Count subarrays with odd zero count
Company: SIG (Susquehanna)
Role: Software Engineer
Category: Coding & Algorithms
Difficulty: Medium
Interview Round: Take-home Project
Quick Answer: This interview question evaluates algorithm design, data structures, correctness, complexity, edge cases, and implementation details in a realistic interview setting. A strong answer for Count subarrays with odd zero count states assumptions, handles edge cases, explains trade-offs, and shows how to validate the result clearly.
Count Subarrays With an Odd Number of Zeros
Constraints
- 0 <= nums.length <= 10^5
- Array elements are arbitrary integers; only whether each element equals 0 matters.
- The answer can exceed 32-bit range for large inputs (up to ~n^2/2 subarrays), so use a 64-bit accumulator.
Examples
Input: ([0, 0, 1, 0, 1],)
Expected Output: 9
Explanation: Of the 15 contiguous subarrays, 9 contain an odd number of zeros. (The original prompt's claim of 4 was a miscount.)
Input: ([],)
Expected Output: 0
Explanation: Empty array has no subarrays.
Input: ([0],)
Expected Output: 1
Explanation: The single subarray [0] has one zero (odd).
Input: ([1, 1, 1],)
Expected Output: 0
Explanation: No zeros anywhere, so no subarray has an odd zero count.
Input: ([0, 0, 0],)
Expected Output: 4
Explanation: Subarrays with odd zero counts: [0]x3 (each 1 zero) and the full [0,0,0] (3 zeros) = 4.
Input: ([1, 0, 1, 0, 1],)
Expected Output: 8
Explanation: 8 of the 15 subarrays contain an odd number of zeros.
Hints
- Brute force over all O(n^2) subarrays works but is too slow for large n; you need O(n).
- Only the parity (even/odd) of the zero count matters. Track a running parity bit as you scan.

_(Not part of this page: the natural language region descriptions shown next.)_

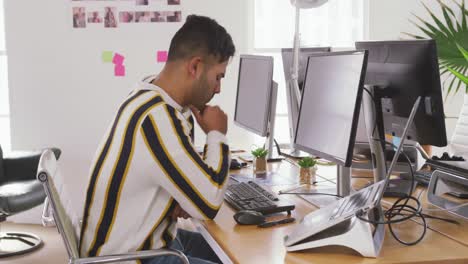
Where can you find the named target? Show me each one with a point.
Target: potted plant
(451, 36)
(259, 162)
(308, 170)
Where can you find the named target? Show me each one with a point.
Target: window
(338, 24)
(4, 105)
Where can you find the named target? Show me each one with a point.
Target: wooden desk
(249, 244)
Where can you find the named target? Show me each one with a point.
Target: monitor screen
(292, 100)
(407, 69)
(253, 93)
(330, 105)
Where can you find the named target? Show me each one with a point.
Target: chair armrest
(132, 256)
(22, 165)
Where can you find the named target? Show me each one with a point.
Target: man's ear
(195, 67)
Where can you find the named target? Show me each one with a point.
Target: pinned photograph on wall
(142, 16)
(107, 56)
(79, 17)
(141, 2)
(94, 17)
(118, 59)
(173, 16)
(109, 17)
(161, 56)
(173, 2)
(119, 70)
(157, 17)
(126, 17)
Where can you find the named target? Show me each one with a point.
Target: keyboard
(251, 196)
(423, 177)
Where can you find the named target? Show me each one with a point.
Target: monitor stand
(270, 140)
(372, 116)
(370, 236)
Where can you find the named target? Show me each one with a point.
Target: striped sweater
(144, 166)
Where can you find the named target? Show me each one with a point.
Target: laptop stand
(352, 233)
(355, 233)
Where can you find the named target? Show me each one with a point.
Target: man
(146, 172)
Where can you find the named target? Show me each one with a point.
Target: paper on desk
(266, 179)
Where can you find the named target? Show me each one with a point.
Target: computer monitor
(292, 100)
(406, 69)
(256, 97)
(330, 104)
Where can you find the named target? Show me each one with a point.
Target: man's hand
(212, 118)
(179, 212)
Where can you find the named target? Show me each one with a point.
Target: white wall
(387, 21)
(62, 95)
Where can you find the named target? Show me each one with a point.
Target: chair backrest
(47, 173)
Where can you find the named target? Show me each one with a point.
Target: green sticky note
(107, 56)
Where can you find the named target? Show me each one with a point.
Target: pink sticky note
(162, 56)
(119, 70)
(118, 59)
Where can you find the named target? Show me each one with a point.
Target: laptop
(336, 213)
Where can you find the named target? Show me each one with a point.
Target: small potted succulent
(308, 170)
(259, 162)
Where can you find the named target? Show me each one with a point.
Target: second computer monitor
(330, 104)
(407, 69)
(254, 89)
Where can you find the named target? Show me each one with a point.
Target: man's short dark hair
(201, 36)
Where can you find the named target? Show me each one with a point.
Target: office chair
(19, 191)
(50, 177)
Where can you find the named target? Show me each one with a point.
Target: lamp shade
(308, 3)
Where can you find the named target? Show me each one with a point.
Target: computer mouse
(235, 165)
(249, 217)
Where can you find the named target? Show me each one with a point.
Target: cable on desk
(401, 209)
(315, 193)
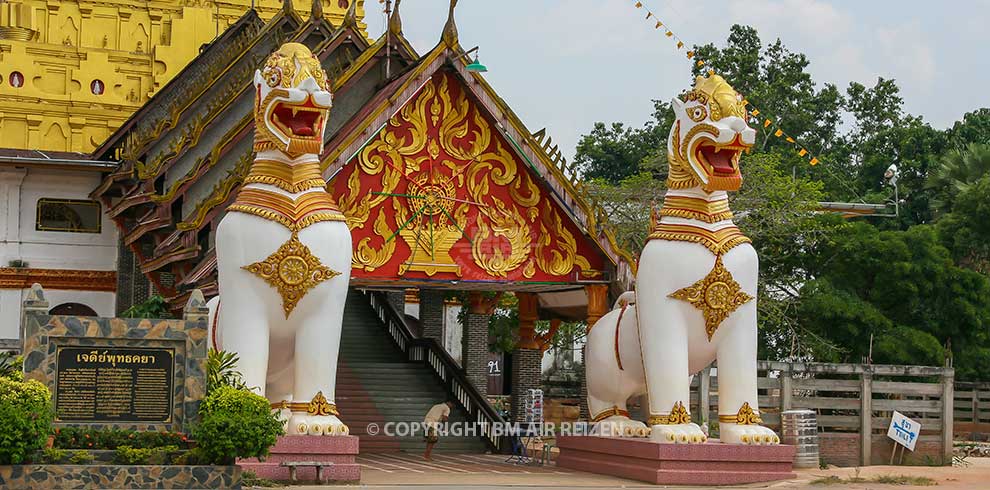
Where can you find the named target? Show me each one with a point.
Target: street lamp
(475, 65)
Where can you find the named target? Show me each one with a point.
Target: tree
(774, 79)
(899, 289)
(973, 128)
(966, 230)
(614, 152)
(957, 171)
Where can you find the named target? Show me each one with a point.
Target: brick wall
(431, 314)
(475, 350)
(525, 375)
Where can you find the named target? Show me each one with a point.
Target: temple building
(444, 189)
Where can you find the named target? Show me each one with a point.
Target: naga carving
(696, 283)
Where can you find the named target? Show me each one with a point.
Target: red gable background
(438, 194)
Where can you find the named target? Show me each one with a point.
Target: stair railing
(430, 352)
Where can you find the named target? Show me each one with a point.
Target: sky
(566, 64)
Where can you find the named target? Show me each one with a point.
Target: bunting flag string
(800, 149)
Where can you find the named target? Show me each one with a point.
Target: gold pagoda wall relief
(72, 72)
(439, 194)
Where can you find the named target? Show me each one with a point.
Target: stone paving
(479, 471)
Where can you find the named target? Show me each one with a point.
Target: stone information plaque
(114, 384)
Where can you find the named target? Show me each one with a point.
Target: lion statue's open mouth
(304, 121)
(708, 137)
(294, 102)
(720, 160)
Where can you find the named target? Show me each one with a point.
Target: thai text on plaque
(114, 384)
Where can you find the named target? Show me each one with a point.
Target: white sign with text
(903, 430)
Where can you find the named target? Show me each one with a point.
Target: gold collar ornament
(717, 295)
(678, 415)
(293, 270)
(745, 416)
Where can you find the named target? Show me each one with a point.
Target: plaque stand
(342, 451)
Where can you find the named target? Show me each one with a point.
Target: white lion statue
(284, 252)
(695, 290)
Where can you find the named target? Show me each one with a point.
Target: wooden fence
(972, 406)
(854, 403)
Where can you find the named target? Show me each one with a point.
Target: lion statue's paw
(731, 433)
(678, 434)
(316, 425)
(619, 426)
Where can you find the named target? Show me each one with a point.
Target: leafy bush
(82, 438)
(250, 479)
(131, 455)
(81, 456)
(235, 424)
(52, 455)
(153, 307)
(221, 370)
(25, 418)
(11, 366)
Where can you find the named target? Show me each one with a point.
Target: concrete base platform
(342, 451)
(712, 463)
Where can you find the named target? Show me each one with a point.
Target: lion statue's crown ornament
(697, 278)
(283, 252)
(708, 136)
(293, 102)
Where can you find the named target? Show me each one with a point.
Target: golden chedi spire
(77, 80)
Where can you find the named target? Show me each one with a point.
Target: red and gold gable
(438, 194)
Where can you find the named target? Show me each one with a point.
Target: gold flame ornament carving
(678, 415)
(293, 270)
(320, 406)
(745, 416)
(717, 295)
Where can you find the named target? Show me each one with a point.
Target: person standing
(438, 413)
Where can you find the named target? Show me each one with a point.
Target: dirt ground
(484, 472)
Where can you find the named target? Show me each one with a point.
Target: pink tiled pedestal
(340, 450)
(712, 463)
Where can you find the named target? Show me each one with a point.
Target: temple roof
(184, 155)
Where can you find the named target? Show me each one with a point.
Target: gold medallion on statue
(293, 270)
(717, 295)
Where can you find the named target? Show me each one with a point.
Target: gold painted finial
(316, 11)
(394, 21)
(450, 28)
(723, 100)
(350, 17)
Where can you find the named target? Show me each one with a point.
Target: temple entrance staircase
(383, 376)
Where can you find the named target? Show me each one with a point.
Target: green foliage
(11, 366)
(221, 370)
(250, 479)
(51, 455)
(85, 438)
(235, 424)
(25, 418)
(81, 456)
(128, 455)
(153, 307)
(902, 291)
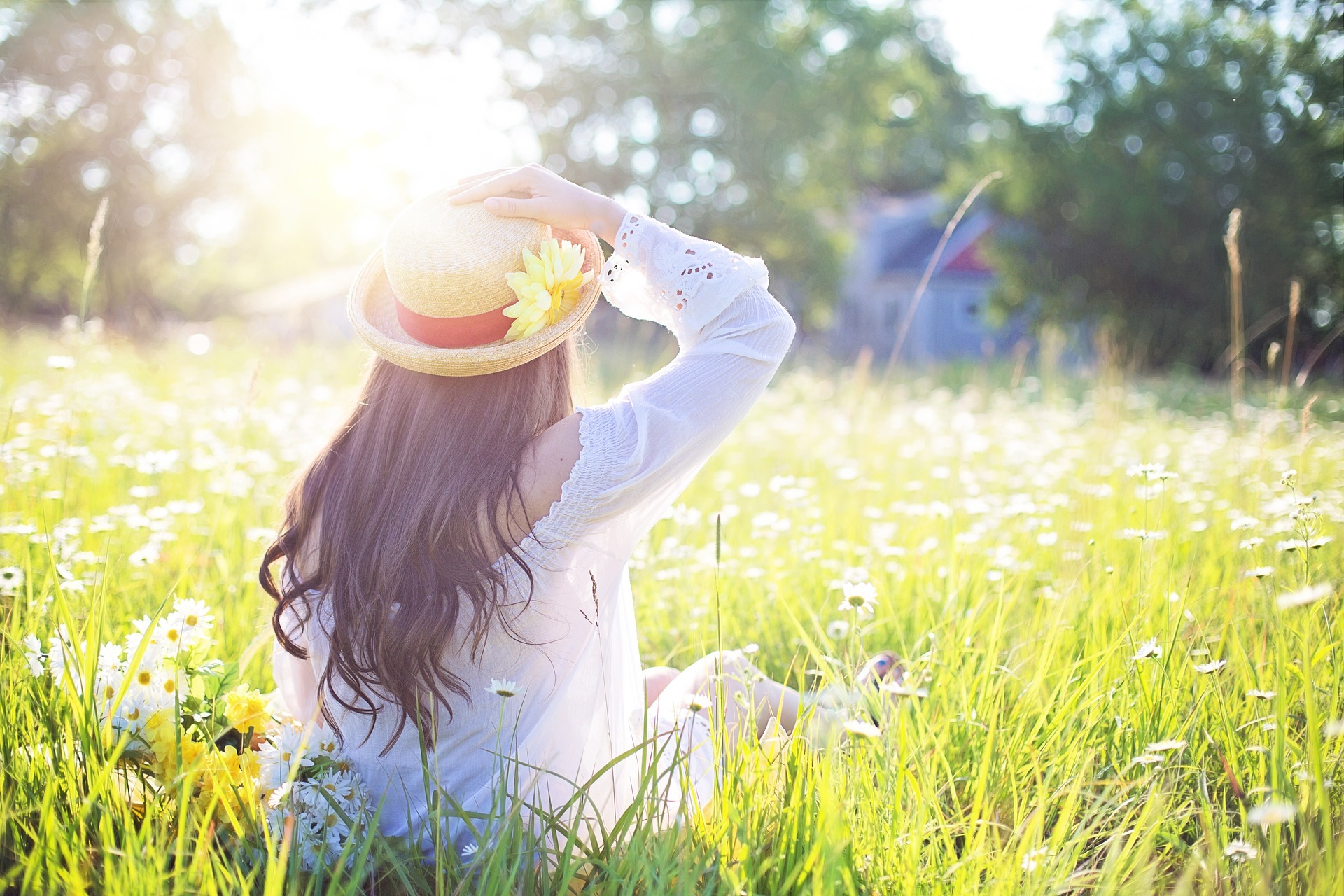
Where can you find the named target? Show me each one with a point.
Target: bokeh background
(252, 152)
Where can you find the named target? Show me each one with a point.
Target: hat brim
(372, 314)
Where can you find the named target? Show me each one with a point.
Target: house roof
(909, 230)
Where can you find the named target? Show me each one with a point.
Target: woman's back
(559, 631)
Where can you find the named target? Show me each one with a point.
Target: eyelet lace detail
(679, 281)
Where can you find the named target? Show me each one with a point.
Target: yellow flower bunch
(246, 710)
(547, 288)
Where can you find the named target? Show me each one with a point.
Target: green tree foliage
(1174, 117)
(127, 101)
(757, 124)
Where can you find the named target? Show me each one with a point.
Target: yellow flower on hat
(547, 288)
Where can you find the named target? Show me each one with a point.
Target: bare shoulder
(546, 466)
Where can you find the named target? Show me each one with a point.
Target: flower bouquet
(175, 720)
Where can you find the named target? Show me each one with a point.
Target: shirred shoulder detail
(597, 451)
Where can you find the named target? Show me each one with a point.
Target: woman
(454, 597)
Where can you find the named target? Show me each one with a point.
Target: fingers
(472, 179)
(508, 182)
(514, 207)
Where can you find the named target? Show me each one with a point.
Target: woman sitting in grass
(454, 598)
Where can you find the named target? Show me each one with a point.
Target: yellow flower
(166, 739)
(227, 782)
(246, 708)
(547, 289)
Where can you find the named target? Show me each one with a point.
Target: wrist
(606, 219)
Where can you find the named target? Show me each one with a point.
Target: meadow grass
(1085, 580)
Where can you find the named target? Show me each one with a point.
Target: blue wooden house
(895, 238)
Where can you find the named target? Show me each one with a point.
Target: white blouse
(580, 719)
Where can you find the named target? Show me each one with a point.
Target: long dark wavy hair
(400, 523)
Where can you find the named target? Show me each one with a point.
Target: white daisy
(504, 688)
(698, 703)
(11, 580)
(34, 654)
(1303, 597)
(1148, 649)
(280, 755)
(859, 597)
(862, 729)
(1272, 812)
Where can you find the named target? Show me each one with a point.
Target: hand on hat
(546, 197)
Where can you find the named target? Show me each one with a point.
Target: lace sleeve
(682, 282)
(640, 449)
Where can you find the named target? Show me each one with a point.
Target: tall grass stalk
(1066, 727)
(904, 331)
(92, 255)
(1231, 241)
(1294, 302)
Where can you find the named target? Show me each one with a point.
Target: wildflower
(279, 758)
(34, 656)
(838, 629)
(1300, 598)
(862, 729)
(192, 620)
(1272, 812)
(859, 597)
(547, 288)
(11, 580)
(1151, 472)
(1148, 649)
(1304, 545)
(698, 703)
(246, 710)
(504, 688)
(1144, 535)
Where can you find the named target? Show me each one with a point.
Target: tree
(127, 101)
(1172, 118)
(755, 124)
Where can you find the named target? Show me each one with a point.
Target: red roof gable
(971, 261)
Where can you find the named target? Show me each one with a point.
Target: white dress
(581, 718)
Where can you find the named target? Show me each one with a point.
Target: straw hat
(432, 298)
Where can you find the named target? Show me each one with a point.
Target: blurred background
(237, 160)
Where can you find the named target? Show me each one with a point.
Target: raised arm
(647, 444)
(638, 451)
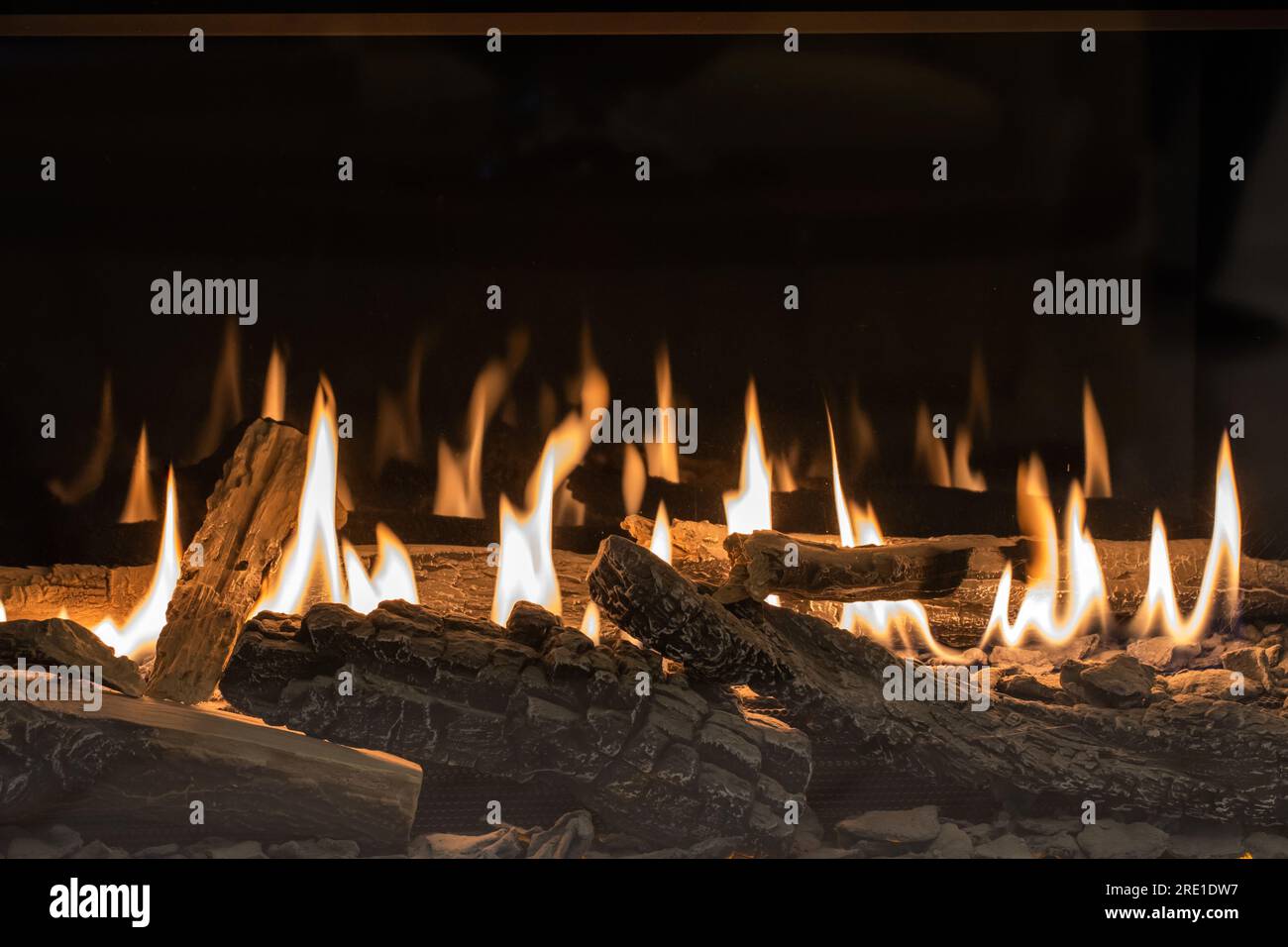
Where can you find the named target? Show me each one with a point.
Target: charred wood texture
(250, 517)
(134, 767)
(1177, 757)
(529, 701)
(59, 642)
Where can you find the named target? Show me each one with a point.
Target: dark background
(518, 169)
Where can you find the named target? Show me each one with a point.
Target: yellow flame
(634, 479)
(1160, 612)
(141, 630)
(314, 541)
(95, 466)
(661, 543)
(226, 395)
(460, 475)
(930, 453)
(141, 505)
(590, 622)
(1095, 447)
(965, 478)
(391, 578)
(664, 458)
(750, 506)
(858, 527)
(274, 388)
(1064, 595)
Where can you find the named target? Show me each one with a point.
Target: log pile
(1183, 755)
(535, 699)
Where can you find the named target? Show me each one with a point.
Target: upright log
(1181, 755)
(250, 515)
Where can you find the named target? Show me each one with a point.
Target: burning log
(250, 515)
(962, 573)
(58, 642)
(1177, 757)
(137, 766)
(529, 701)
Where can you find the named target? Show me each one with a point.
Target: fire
(141, 505)
(226, 395)
(391, 578)
(858, 527)
(664, 458)
(1095, 447)
(590, 622)
(661, 543)
(145, 624)
(634, 479)
(274, 388)
(1044, 611)
(460, 475)
(930, 453)
(1159, 609)
(748, 508)
(314, 548)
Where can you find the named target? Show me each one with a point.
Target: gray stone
(1111, 839)
(570, 836)
(901, 826)
(951, 843)
(1004, 847)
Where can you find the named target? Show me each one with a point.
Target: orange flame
(140, 504)
(274, 388)
(590, 622)
(634, 479)
(1160, 611)
(1095, 447)
(664, 458)
(314, 549)
(141, 630)
(661, 541)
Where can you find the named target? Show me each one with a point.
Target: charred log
(531, 701)
(1183, 755)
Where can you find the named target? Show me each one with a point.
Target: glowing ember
(274, 388)
(1159, 611)
(1096, 449)
(590, 622)
(664, 459)
(141, 630)
(141, 505)
(661, 543)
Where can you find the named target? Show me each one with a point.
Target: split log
(529, 701)
(88, 592)
(58, 642)
(1177, 757)
(250, 517)
(132, 770)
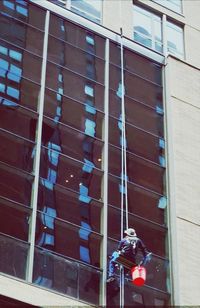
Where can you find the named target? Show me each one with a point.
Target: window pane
(21, 35)
(24, 11)
(147, 28)
(76, 60)
(16, 151)
(67, 205)
(86, 180)
(14, 219)
(174, 5)
(175, 39)
(13, 257)
(80, 147)
(89, 92)
(57, 237)
(138, 142)
(151, 95)
(18, 121)
(19, 62)
(20, 190)
(145, 230)
(77, 36)
(68, 111)
(141, 201)
(138, 114)
(28, 96)
(88, 9)
(139, 171)
(66, 276)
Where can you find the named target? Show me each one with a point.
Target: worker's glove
(147, 258)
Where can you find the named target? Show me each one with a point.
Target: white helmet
(130, 232)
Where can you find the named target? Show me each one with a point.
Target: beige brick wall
(184, 100)
(189, 250)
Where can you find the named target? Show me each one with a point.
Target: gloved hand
(147, 258)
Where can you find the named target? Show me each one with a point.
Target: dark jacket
(129, 247)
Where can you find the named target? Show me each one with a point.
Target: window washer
(128, 247)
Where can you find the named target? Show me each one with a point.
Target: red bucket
(138, 275)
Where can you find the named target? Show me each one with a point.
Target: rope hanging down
(124, 189)
(123, 169)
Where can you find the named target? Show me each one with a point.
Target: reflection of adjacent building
(58, 234)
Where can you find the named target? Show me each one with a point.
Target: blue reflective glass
(47, 184)
(90, 127)
(15, 55)
(52, 175)
(2, 73)
(4, 64)
(90, 40)
(83, 233)
(89, 90)
(13, 77)
(88, 166)
(2, 87)
(53, 157)
(22, 10)
(58, 97)
(22, 2)
(16, 70)
(13, 92)
(9, 4)
(161, 143)
(3, 50)
(90, 109)
(84, 254)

- A subarray has an odd number of zeros iff the prefix parities at its two endpoints differ. Keep counts of how many prefixes had even vs odd parity (start with one even prefix), and add the opposite-parity count at each step.
Minute Difference Between Two HH:MM Times
Constraints
- Each time is a valid 'HH:MM' string with HH in [00, 23] and MM in [00, 59].
- t1 and t2 are on the same day, and t2 >= t1, so the result is non-negative (0 to 1439).
- Leading zeros are present (e.g. '09:05').
Examples
Input: ("12:23", "13:24")
Expected Output: 61
Explanation: 12:23 = 743 min, 13:24 = 804 min; 804 - 743 = 61.
Input: ("00:00", "00:00")
Expected Output: 0
Explanation: Identical times differ by 0 minutes.
Input: ("00:00", "23:59")
Expected Output: 1439
Explanation: Midnight to one minute before the next midnight = 1439 minutes.
Input: ("09:05", "09:50")
Expected Output: 45
Explanation: Same hour: 50 - 5 = 45 minutes.
Input: ("08:30", "10:00")
Expected Output: 90
Explanation: 08:30 = 510 min, 10:00 = 600 min; 600 - 510 = 90.
Hints
- Split each string on the ':' character to get the hour and minute parts.
- Convert each time to a single integer: total minutes from midnight = hours * 60 + minutes.
- Subtract the two totals. Because t2 >= t1, no wrap-around handling is needed.
Rotate a Matrix 90 Degrees Clockwise
Constraints
- The matrix is square: n x n, with 0 <= n <= 100.
- Matrix entries are integers (may be negative).
- Return a new matrix; an in-place solution is also acceptable but the reference returns a fresh grid.
Examples
Input: ([[1, 2, 3], [4, 5, 6], [7, 8, 9]],)
Expected Output: [[7, 4, 1], [8, 5, 2], [9, 6, 3]]
Explanation: The first column (7,4,1) becomes the top row, etc.
Input: ([[1]],)
Expected Output: [[1]]
Explanation: A 1x1 matrix is unchanged by rotation.
Input: ([[1, 2], [3, 4]],)
Expected Output: [[3, 1], [4, 2]]
Explanation: Clockwise: bottom-left 3 moves to top-left, etc.
Input: ([[-1, -2], [-3, -4]],)
Expected Output: [[-3, -1], [-4, -2]]
Explanation: Negative values rotate identically.
Input: ([],)
Expected Output: []
Explanation: An empty matrix rotates to an empty matrix.
Hints
- Think about where a single element ends up: the element at (i, j) lands at (j, n-1-i) after a clockwise turn.
- Equivalently, rotating clockwise = transpose the matrix, then reverse each row.
- Allocate an n x n result grid and copy each element to its rotated position; handle the empty matrix (n = 0) as a base case.